Jose Martinez (1B/OF, St. Louis Cardinals) – I’ll preface this by saying I kinda hate drop recommendations, since most of the times the only players I actually drop are injured or demoted players, and I won’t list those here because it’s obvious. Martinez’s ownership dropped 4%, but he is still owned in 72% of ESPN leagues. I still like him, but that’s is too high for a player with no clear path to playing time, especially considering his horrid spring. He hit just .188 with no homers and a .521 OPS over 52 PA. While most spring numbers don’t matter, they do when it’s your time to state your case for near-regular AB. Even Dexter Fowler did better than him. I really don’t get why folks faded Jeff McNeil, Enrique, and Astudillo so hard for PT concerns, but hardly faded Martinez who is pretty awful defensively and in the NL. Because the Cards offered him a contract, I’ll only say drop him in 10-team formats for now. In shallower 12-team leagues I won’t fault you for cutting him, but I’d recommend waiting to see his usage.
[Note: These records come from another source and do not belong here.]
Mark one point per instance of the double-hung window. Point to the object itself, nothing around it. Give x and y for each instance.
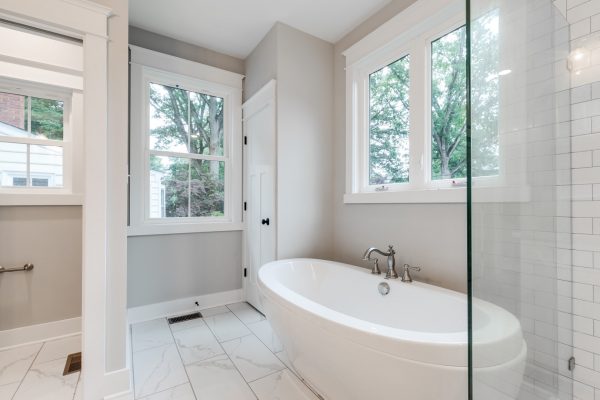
(186, 146)
(35, 140)
(406, 108)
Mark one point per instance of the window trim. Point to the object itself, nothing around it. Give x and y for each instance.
(71, 191)
(411, 32)
(152, 67)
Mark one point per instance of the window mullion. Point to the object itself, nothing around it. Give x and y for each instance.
(418, 114)
(190, 151)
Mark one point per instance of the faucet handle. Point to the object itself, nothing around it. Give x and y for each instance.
(375, 270)
(406, 273)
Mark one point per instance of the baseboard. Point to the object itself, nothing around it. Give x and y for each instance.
(168, 308)
(39, 333)
(117, 385)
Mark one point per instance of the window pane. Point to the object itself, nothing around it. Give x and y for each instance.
(13, 164)
(46, 166)
(169, 187)
(168, 118)
(207, 188)
(485, 94)
(13, 114)
(47, 118)
(448, 106)
(389, 123)
(206, 119)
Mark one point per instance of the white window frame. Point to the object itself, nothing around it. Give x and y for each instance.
(153, 67)
(71, 191)
(409, 33)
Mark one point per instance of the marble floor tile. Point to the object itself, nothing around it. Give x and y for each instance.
(208, 312)
(182, 392)
(7, 391)
(282, 355)
(15, 362)
(282, 385)
(197, 344)
(157, 369)
(245, 312)
(149, 334)
(264, 332)
(46, 382)
(252, 358)
(58, 349)
(218, 379)
(226, 326)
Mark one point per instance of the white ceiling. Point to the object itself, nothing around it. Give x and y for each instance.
(235, 27)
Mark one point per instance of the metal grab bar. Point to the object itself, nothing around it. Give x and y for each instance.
(26, 267)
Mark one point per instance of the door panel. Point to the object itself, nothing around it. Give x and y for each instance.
(260, 236)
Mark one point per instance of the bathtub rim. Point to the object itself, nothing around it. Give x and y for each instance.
(427, 347)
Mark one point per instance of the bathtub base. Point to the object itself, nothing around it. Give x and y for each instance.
(339, 369)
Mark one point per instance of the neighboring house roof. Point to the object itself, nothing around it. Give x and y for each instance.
(13, 131)
(9, 130)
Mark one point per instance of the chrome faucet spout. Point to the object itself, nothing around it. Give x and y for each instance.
(391, 261)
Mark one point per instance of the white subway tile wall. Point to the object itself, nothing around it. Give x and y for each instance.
(584, 20)
(540, 259)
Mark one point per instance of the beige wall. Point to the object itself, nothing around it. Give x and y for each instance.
(303, 67)
(169, 267)
(432, 236)
(49, 238)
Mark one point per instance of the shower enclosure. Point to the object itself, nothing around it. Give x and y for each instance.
(519, 188)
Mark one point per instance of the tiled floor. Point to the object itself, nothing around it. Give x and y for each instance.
(35, 371)
(230, 354)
Chris Taylor (2B/OF, Los Angeles Dodgers) – I’ll admit to overlooking his competitor Hernandez this spring and now regret drafting him. True, he can be the super-utility guy like Hernandez was last year, but unlike the Hampson/McMahon competition, Taylor just doesn’t have the upside to make it worth it. With his updated projections, we’re likely looking at 20 combined HR and SB with a solid OBP but .250 AVG. Yawn, that’s as boring as his name. So far, his ownership only dropped down 2% to 66%, but I expect that to plummet. Don’t overreact, but I’m cutting him in any 10-team format and 12-team format, but for 15-team leagues I’ll likely hold until I see his usage unless there’s a waiver wire gem.
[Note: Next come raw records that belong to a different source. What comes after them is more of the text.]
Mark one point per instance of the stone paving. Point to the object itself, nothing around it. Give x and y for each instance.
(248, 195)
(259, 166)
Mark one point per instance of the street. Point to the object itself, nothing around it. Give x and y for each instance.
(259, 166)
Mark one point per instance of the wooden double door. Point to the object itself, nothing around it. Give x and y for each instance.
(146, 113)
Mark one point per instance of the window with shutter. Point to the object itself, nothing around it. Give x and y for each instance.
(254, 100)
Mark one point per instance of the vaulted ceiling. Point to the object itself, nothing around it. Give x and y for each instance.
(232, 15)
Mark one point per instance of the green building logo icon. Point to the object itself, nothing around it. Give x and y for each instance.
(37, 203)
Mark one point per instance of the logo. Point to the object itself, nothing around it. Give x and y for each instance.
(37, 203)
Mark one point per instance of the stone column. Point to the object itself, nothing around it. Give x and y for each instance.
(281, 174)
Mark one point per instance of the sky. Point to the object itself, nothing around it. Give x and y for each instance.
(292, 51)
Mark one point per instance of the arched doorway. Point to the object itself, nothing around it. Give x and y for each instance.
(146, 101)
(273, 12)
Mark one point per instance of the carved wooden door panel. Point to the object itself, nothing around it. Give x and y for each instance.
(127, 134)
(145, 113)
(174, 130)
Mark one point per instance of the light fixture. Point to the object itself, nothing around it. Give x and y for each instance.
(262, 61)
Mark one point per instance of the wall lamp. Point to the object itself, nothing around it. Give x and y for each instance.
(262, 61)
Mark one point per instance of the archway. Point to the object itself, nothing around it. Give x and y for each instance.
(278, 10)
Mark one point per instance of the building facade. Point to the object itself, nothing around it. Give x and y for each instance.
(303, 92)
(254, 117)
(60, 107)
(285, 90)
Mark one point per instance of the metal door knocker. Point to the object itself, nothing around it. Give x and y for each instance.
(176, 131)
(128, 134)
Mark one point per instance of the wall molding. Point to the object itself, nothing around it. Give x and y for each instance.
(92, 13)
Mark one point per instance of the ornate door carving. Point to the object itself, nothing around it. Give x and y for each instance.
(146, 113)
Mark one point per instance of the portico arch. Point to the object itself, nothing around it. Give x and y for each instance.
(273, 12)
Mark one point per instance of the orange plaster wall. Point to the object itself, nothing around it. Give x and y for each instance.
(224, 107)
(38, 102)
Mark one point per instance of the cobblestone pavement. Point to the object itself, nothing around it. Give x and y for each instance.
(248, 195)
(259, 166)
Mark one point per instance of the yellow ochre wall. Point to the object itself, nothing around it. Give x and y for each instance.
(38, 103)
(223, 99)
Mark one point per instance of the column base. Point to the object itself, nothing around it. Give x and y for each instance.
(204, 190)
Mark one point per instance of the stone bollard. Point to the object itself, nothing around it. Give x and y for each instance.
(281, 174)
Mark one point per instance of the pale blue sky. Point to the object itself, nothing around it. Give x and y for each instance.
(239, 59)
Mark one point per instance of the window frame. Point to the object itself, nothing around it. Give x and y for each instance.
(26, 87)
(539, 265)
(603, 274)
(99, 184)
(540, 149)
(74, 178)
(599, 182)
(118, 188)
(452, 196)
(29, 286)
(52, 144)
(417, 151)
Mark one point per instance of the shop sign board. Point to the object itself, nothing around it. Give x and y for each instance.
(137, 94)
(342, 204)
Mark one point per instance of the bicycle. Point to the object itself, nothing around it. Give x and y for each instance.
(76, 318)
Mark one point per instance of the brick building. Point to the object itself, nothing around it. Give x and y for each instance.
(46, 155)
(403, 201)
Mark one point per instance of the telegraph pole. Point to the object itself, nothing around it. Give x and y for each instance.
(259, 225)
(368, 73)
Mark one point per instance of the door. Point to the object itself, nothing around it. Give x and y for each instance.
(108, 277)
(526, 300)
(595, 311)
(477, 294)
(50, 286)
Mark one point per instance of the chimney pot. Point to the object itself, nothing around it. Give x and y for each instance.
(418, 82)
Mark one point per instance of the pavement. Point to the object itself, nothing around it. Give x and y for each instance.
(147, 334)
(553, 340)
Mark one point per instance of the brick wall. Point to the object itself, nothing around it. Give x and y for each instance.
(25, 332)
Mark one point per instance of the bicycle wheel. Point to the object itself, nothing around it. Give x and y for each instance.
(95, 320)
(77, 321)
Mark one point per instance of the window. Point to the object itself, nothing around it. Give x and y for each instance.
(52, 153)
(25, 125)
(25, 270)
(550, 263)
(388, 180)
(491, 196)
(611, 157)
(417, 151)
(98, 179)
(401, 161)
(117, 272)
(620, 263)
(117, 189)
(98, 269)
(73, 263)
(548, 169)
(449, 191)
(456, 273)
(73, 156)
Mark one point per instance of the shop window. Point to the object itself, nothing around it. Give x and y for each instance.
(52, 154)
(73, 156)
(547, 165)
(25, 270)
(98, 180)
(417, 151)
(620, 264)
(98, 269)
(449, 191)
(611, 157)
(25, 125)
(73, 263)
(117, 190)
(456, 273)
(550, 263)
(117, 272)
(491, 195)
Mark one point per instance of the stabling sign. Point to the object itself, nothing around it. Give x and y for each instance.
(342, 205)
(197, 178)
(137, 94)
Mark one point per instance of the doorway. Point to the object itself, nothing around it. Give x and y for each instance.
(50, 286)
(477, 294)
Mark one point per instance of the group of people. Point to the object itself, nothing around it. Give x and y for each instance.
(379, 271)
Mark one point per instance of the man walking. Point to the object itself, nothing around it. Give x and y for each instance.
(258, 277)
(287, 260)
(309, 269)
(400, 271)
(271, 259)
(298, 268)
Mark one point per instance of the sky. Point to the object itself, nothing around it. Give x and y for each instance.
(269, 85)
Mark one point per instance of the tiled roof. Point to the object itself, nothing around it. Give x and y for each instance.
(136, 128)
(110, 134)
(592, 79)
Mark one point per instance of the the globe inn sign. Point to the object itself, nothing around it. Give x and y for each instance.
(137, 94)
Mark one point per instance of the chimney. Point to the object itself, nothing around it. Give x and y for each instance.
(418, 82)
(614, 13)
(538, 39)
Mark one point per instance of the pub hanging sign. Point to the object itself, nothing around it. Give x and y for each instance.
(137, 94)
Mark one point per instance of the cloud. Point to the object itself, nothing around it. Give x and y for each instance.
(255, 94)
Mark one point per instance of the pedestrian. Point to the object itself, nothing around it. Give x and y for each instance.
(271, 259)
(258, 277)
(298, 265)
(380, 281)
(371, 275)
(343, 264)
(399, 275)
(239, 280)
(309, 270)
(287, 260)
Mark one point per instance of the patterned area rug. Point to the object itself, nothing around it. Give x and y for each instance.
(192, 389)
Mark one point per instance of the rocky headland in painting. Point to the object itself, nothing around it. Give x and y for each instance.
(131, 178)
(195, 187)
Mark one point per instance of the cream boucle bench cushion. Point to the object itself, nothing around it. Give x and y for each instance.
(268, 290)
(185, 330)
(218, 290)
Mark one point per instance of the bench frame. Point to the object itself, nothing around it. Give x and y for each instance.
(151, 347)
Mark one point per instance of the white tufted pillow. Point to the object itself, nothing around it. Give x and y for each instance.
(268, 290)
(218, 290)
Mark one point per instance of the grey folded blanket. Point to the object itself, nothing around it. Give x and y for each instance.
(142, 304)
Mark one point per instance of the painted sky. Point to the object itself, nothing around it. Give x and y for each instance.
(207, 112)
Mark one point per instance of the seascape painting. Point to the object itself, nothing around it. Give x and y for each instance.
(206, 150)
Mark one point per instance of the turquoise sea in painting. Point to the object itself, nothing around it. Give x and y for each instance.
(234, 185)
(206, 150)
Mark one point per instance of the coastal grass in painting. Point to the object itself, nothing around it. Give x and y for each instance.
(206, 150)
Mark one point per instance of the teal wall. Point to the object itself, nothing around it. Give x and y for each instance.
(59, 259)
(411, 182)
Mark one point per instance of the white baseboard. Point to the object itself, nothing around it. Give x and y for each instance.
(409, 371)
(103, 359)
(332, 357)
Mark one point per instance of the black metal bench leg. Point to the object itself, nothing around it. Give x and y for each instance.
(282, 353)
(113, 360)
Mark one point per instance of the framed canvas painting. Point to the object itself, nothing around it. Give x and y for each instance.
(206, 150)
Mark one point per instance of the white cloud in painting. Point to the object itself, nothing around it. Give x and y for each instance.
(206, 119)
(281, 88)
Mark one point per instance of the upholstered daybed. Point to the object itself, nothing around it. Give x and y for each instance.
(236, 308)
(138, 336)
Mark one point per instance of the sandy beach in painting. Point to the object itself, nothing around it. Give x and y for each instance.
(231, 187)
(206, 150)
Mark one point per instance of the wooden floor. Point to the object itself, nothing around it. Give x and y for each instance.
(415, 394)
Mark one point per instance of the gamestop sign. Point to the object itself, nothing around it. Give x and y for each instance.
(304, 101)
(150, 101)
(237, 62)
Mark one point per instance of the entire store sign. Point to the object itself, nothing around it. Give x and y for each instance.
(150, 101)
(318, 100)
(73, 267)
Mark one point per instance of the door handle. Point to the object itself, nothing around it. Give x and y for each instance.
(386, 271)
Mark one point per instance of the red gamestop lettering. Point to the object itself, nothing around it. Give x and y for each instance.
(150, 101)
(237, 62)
Daniel Palka (OF, Chicago White Sox) – I feel conflicted in writing this, as I actually do kind of love Palka and his massive barrel rate. I don’t think he’s going to get bumped out directly to make room for Eloy, but he’s going to fend off Nicky Delmonico and Leury Garcia for playing time (like it or not, Adam Engel is pretty safe in CF). While Palka’s the best of the bunch, it’s looking like he’ll likely get platooned, cutting into his likelihood of 30 tates. After hitting just .171 with a 40% K this Spring, it’s certainly more justified. If you don’t cut him in 12-team formats or shallow 15-teamers, we may need to send you to Palkaholics Panonymous.
Ian Kinsler (2B, San Diego Padres) – Because he was demoted, I won’t put Luis Urías here, but I’ll put the one still in the majors here. While Tatis’s promotion doesn’t affect Kinsler directly, the 36-year-old is surely feeling the heat, as the Padres are clearly indicating they’re going with their best talent and I don’t expect Urías to be down for long. Sure, you can roll with Kinslayer now if you lack better options, or hope for a midseason trade, but there’s a fair chance that Urías returns in June or even May and that Kinsler will stick around solely to provide veteran leadership from the bench (and there’s no fantasy category for that). I’d drop him now in 12-team and 15-team formats for someone with more upside and/or long-term reliability.